While taking blood for my cholesterol level she decided to also check my sugar levels. And that changed everything for me. It was discovered I had type 2 Diabetes. Suddenly I had a 'real' illness and the docs stopped treating me as a 'nutter'. It was as though they suddenly thought, "we missed the diabetes, what else have we missed?" So more tests.

My neurological symptoms continued to worsen but still no answer could be found, then one day, my hands went into spasm and my legs stopped working. Couldn't move them. This lasted for 20 minutes then function returned to my hands and legs.

Another  trip to the GP, who by this time was becoming increasingly frustrated by the lack of answers, and, almost in desperation, she did more tests and decided, at the last second, to test my calcium levels. Bingo.

I got a phone call at home a couple of days after the blood was taken. I was told to get to the local surgery asap: my calcium and magnesium levels were dangerously low. Magnesium regulates our heartbeat, our muscles need it in order to function correctly as does our CNS and PNS. If magnesium levels fall low enough it disrupts the heartbeat to the point where  it can be fatal. Prior to the discovery of my low magnesium levels, I had been hospitalised a number of times for erratic heartbeat, chest pains etc.
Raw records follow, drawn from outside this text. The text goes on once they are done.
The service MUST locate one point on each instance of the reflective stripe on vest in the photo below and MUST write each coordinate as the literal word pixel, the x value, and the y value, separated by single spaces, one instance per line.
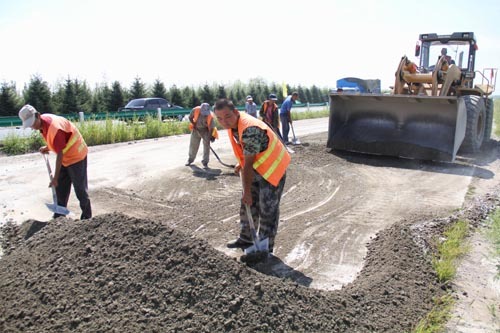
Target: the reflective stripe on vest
pixel 271 164
pixel 75 149
pixel 197 111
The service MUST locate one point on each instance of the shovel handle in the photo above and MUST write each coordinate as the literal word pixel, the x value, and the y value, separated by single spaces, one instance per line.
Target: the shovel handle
pixel 253 231
pixel 54 194
pixel 45 157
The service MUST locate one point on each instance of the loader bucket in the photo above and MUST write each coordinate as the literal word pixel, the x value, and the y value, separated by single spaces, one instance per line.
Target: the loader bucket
pixel 418 127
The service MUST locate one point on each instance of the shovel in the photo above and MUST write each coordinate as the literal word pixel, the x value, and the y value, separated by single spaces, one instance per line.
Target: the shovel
pixel 54 207
pixel 259 245
pixel 232 166
pixel 295 140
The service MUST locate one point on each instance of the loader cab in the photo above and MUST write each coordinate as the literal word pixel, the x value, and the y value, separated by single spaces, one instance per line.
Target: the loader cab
pixel 460 47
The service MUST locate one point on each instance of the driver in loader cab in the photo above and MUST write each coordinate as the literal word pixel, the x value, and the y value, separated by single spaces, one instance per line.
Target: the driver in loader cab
pixel 444 53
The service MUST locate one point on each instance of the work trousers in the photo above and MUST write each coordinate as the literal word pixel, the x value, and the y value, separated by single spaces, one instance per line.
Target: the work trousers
pixel 194 145
pixel 265 210
pixel 285 126
pixel 75 174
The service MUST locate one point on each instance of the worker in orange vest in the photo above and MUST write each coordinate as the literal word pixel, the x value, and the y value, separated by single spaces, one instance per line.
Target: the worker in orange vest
pixel 64 139
pixel 203 128
pixel 262 163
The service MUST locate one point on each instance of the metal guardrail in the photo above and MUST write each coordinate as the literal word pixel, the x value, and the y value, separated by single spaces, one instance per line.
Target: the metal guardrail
pixel 130 115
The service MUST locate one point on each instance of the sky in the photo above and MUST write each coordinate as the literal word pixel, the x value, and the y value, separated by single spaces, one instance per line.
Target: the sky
pixel 193 42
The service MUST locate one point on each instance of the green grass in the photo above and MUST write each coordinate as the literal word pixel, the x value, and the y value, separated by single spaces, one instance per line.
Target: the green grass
pixel 445 263
pixel 101 132
pixel 452 248
pixel 310 114
pixel 437 317
pixel 113 131
pixel 496 117
pixel 493 234
pixel 14 144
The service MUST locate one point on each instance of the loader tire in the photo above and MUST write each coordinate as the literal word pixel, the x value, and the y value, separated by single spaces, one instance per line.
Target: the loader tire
pixel 489 119
pixel 476 121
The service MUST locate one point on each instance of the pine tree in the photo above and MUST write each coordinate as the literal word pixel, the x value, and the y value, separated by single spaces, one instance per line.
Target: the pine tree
pixel 83 96
pixel 308 95
pixel 239 96
pixel 159 90
pixel 37 94
pixel 315 94
pixel 137 90
pixel 116 99
pixel 9 100
pixel 175 95
pixel 221 93
pixel 206 95
pixel 195 101
pixel 302 94
pixel 232 96
pixel 69 104
pixel 101 99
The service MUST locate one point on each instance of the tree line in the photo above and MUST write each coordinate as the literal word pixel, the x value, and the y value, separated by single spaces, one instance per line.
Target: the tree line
pixel 75 95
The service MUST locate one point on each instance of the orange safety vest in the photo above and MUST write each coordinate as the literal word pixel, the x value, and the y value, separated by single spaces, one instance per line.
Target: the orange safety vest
pixel 271 164
pixel 197 111
pixel 76 148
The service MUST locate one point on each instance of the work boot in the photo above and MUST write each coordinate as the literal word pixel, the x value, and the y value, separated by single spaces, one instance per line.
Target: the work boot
pixel 238 244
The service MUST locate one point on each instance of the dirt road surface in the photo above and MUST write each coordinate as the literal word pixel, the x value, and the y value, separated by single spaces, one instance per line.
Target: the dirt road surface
pixel 333 204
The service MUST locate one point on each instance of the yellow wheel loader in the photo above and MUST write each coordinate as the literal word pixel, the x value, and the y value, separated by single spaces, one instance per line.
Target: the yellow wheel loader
pixel 435 108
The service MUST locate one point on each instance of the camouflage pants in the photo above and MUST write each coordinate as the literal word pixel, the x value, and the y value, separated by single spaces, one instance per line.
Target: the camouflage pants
pixel 265 209
pixel 194 145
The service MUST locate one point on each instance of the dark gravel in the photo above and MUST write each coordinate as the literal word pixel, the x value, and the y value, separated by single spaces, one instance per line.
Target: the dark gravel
pixel 115 273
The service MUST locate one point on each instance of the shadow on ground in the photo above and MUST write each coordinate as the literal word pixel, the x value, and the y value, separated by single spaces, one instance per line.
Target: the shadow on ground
pixel 274 266
pixel 464 165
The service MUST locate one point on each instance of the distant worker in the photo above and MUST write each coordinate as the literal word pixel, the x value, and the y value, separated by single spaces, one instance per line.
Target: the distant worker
pixel 263 161
pixel 251 107
pixel 203 128
pixel 286 115
pixel 64 139
pixel 269 113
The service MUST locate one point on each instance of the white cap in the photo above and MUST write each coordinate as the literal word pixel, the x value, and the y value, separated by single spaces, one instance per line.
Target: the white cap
pixel 27 115
pixel 205 109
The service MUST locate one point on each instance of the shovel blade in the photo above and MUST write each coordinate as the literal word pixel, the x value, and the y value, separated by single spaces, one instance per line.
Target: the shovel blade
pixel 260 246
pixel 57 209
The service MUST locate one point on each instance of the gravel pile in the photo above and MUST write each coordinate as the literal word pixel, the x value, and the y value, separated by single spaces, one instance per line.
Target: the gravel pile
pixel 117 273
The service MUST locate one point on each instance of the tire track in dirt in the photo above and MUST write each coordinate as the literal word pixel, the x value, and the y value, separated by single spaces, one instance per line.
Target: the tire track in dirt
pixel 331 208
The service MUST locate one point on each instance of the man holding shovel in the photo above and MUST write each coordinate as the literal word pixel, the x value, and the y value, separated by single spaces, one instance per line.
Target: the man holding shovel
pixel 203 128
pixel 263 161
pixel 64 139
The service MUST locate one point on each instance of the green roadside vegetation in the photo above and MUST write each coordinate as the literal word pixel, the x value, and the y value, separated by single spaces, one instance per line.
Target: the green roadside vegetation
pixel 115 131
pixel 493 234
pixel 445 264
pixel 496 117
pixel 310 114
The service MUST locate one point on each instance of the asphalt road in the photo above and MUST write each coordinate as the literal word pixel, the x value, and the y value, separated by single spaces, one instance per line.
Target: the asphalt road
pixel 24 178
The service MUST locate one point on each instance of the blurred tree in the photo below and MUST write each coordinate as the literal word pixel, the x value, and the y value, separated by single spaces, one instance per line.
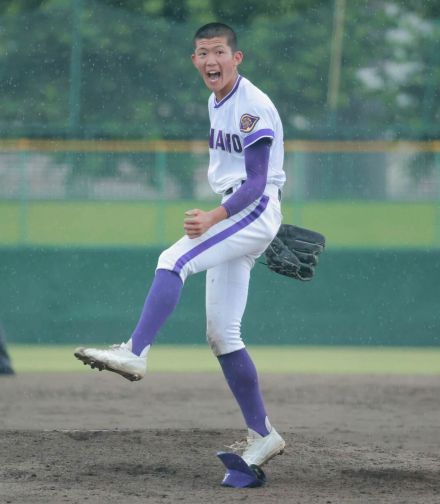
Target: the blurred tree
pixel 137 79
pixel 18 6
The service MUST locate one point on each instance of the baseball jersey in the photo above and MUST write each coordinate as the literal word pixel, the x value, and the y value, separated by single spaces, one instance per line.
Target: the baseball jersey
pixel 240 119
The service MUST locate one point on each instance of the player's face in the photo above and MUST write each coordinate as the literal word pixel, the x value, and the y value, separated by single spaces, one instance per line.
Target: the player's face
pixel 217 64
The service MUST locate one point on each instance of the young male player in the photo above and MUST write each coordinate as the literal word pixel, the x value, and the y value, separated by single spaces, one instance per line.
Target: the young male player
pixel 246 170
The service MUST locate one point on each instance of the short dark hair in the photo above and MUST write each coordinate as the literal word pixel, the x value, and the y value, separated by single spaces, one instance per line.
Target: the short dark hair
pixel 212 30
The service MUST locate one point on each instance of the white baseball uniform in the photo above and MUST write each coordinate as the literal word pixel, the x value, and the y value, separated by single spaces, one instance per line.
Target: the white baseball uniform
pixel 228 250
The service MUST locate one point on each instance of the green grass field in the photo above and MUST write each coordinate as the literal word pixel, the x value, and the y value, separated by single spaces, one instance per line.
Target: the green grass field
pixel 345 224
pixel 286 359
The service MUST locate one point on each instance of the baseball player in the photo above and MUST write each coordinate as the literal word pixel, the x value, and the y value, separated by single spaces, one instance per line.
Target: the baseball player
pixel 246 170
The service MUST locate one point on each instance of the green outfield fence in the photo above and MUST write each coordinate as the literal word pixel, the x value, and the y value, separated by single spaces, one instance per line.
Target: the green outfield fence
pixel 82 224
pixel 134 193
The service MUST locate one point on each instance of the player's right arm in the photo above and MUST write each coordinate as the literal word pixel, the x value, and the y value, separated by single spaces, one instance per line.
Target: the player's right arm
pixel 256 158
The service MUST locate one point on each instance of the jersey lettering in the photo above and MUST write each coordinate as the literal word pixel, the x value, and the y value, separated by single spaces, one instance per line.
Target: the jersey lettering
pixel 224 141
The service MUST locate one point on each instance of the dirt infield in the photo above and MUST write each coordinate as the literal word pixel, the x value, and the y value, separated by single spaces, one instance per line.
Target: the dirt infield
pixel 94 437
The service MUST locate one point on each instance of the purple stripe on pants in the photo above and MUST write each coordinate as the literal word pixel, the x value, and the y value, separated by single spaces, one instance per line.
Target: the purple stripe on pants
pixel 210 242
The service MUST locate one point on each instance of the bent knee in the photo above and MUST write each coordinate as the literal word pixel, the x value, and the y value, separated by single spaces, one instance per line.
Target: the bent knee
pixel 223 338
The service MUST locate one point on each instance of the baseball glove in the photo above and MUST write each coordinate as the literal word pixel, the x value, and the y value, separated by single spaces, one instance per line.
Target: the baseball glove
pixel 294 252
I was rapidly referred to an endocrinologist, he saw me in a matter of days as an outpatient, and more test followed. That was 2 years ago.

My current situation is this. I have been tested for every illness that causes low magnesium and calcium, all  the test came back negative. They have no idea why my magnesium, calcium, vitamin D, potassium and now a host of other vitamin and mineral levels are also consistently low.

I have attempted to put forward ME as a possible cause for these low levels but, basically, the docs don't want to know.

For them, there has to be a 'real illness' for my test results. However, because of my test results, they no longer tell me my illness is in my head, they just won't accept ME as the cause. So, for now, the docs just say they don't know what's wrong. One doc went so far as to say "You have a syndrome we don't understand."

On the plus side, I'm getting treatment now, the first time I've had any treatment for my symptoms since I was diagnosed in 1987. Life has improved.

I'm not 'cured' by any means but I am better than I was. My magnesium levels etc haven't improved as they  should have with the medication, they're still low but not dangerously so. But all of my symptoms are less severe than they were and providing I manage my illness properly, I can be more active.

The point of all this? Just to say, in case someone reading this really needs to hear it, there can be light at the end of the tunnel.

I've been dismissed, ridiculed, had so called medical professional try to humiliate me. I've had friends and family turn away from me. I've felt alone, been alone. I've felt depression, frustration, despair and anger at the way I've been treated over many years. And I've seen how the attitude of the medical profession changes completely when one of their hallowed tests comes back with a 'positive' result.

All it took for me was the great good fortune of finding one doctor who listened to her instincts, that I was genuinely physically ill, and who persevered in trying to find the cause of that illness regardless of how elusive.

To repeat, I'm not cured. I'm just not as ill as I was.

This is a very abridged version of my 26 years since first falling ill and the 21 years since I was given the ME diagnosis. Writing this, I'm simply trying to say I've gone from despair and depression to finally having some hope again for a meaningful future. And all because one doctor decided to listen to me.